At CVS Health, the business problem is to design and implement data pipelines that power analytical capabilities, requiring a Sr. Data Engineer to translate business requirements into technical solutions.
Requirements
- Proficiency in Python, specifically with ETL pipelines.
- Strong proficiency in SQL and experience in developing complex queries.
- Familiarity with pySpark, DBT, or other similar frameworks.
- Experience deploying data pipelines in a cloud environment (Azure, AWS, GCP).
- Understanding of data warehousing concepts, dimensional modeling, and building data marts.
- Knowledge of data governance best practices in a cloud environment.
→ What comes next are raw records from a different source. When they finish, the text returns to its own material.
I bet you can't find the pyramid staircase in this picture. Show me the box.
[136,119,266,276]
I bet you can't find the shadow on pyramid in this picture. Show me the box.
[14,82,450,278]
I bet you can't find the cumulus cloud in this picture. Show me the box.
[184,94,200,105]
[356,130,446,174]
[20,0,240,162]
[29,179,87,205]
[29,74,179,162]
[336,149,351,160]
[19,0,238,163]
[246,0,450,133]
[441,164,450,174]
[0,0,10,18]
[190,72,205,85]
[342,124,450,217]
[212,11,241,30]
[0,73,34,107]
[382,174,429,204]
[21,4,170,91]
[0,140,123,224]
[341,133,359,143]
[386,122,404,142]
- Experience with machine learning flows on GCP.
Responsibilities
- Data Pipeline Development: Design and build ETL/ELT data pipelines to ingest, process, and transform large datasets from multiple sources.
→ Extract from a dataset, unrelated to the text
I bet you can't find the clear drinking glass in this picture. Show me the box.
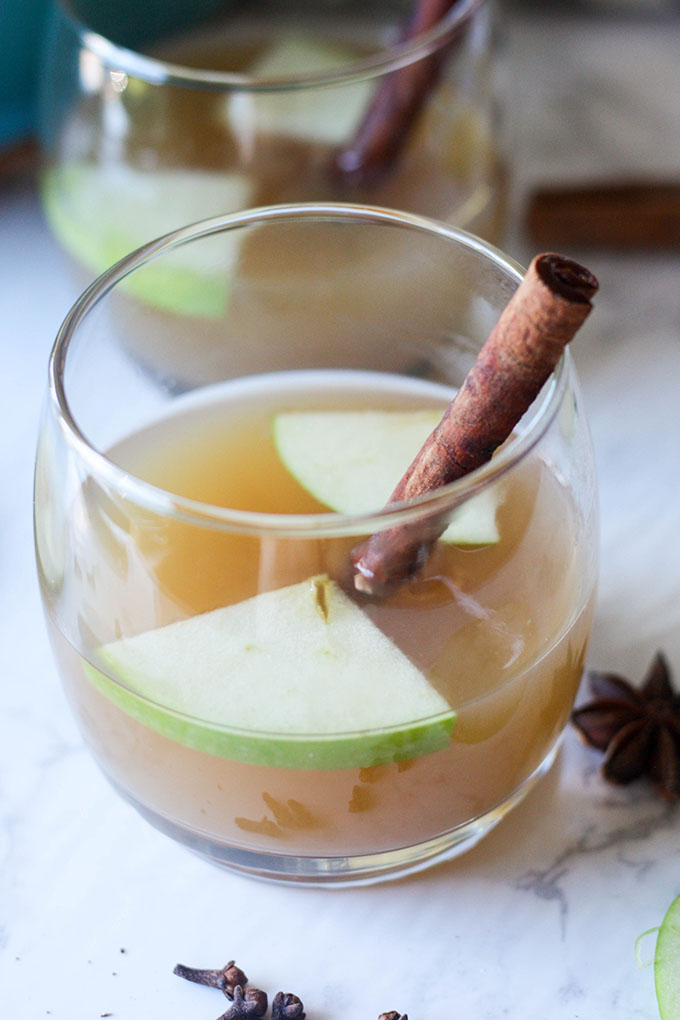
[38,0,507,290]
[35,204,597,885]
- Performance Optimization: Implement best practices for performance tuning, partitioning, and clustering to optimize data queries and reduce costs.
- Data Quality & Governance: Establish and enforce data quality standards, data governance frameworks, and security policies for data storage and access.
- Data Modeling & Architecture: Develop and optimize data models and schemas to support analytics, reporting, and machine learning requirements.
- Data Integration & Transformation: Collaborate with data scientists and analysts to design data solutions that integrate with BI tools and machine learning models.
- Documentation & Knowledge Sharing: Create comprehensive documentation for data pipelines, workflows, and processes. Share best practices and mentor junior data engineers.
- Design and architect data infrastructure analytical workloads.
Other
- College degree or certification in related fields
- 5+ years of applicable work experience
- Excellent communication and interpersonal skills, with the ability to collaborate effectively with data scientists, analysts, and product owners.
- 40 Anticipated Weekly Hours
- Full time